Their findings showed that people have a 30 percent higher risk of dying in the next seven years if they fit into one of these three scenarios:

  • They live alone.
  • They often feel lonely.
  • They spent most of their time alone.

“I’ve spent almost my whole career studying social support, and I absolutely know the strong effects that our perceptions have on our physiology,” explained Dr. Holt-Lunstad. “But there are other determinants of health that are independent of our perceptions. Even if we hate exercise or broccoli, they’re still good for you.” 

Dr. Holt-Lunstad also added, “There are things that we enjoy greatly that are bad for our health, like eating those rich, fatty desserts or that big, juicy burger. We take great pleasure in things that are not that great for our health.”

In additional research, Dr. Holt-Lunstad found that the level of social activity also has a more definitive effect on longevity than exercise or eating habits.

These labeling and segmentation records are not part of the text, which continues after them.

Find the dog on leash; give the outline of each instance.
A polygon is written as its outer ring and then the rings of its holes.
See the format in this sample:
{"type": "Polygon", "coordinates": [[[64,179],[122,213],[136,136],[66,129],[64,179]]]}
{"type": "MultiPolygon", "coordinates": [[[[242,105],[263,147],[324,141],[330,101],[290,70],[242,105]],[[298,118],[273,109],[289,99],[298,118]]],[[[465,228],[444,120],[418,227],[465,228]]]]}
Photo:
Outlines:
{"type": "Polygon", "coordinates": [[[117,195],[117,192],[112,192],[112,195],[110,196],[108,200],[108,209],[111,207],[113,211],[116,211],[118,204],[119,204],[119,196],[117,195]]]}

Beneficial biological effects come as a result of social interaction

“If you see people face to face, there’s a biological cascade of events that happens, and we’re finding out that these biological events, such as hormones that are released, help to protect your health,” said Susan Pinker, psychologist and author of The Village Effect. “We know now that, for example, men who have intimate relationships, who participate in teams or groups, are better protected by their social relationships than they are by medication after a heart attack or stroke. It’s much more powerful than we ever believed before.”

Pinker’s book The Village Effect is an in-depth look at how crucial face-to-face contact is for resilience, happiness, and longevity. She explains how human beings are essentially hardwired from birth to have a sense of connection with other humans.

Pinker indicates that there are two specific types of social interaction that are very important to your health. One is having interactions and conversations with day-to-day acquaintances that you happen to encounter. The other is loving, supportive relationships with your family members no matter how much distance separates you.

There has been evidence of the “village effect” since 1979

A landmark study was done in 1979, the results of which were published in the American Journal of Epidemiology. The study closely followed almost the entire population of a town in northern California for nine years.

The findings of that study revealed a significant difference in the lifespan of residents who were socially active versus those who were not. The residents who had intimate partners and were regularly engaged in social activities had twice the likelihood of outliving their more solitary neighbors. 

Increase your social connection to others

Being socially active does not come naturally to everyone. If you find yourself uncomfortable or uncertain about how to get involved in social settings, here are some suggestions to get you started:

  • Look into hobbies and interests for which there may be local groups in your area. Some examples are book clubs, hiking groups, sports, or car racing events. If you don’t see a group you’re interested in, consider starting one by posting an ad in the paper or online and having a meeting in a public place like the local library.
  • Use technology to your advantage and have more face-to-face time and interaction using programs like email, Facebook, and Skype.
  • Get in touch with old friends and acquaintances you may not have seen and suggest a coffee date to catch up on each other’s lives.

Even if you are naturally more comfortable on your own, science has shown you need to have some time with others. Start slowly if necessary, like dipping your toe in the pool before diving in. The important thing is to get started.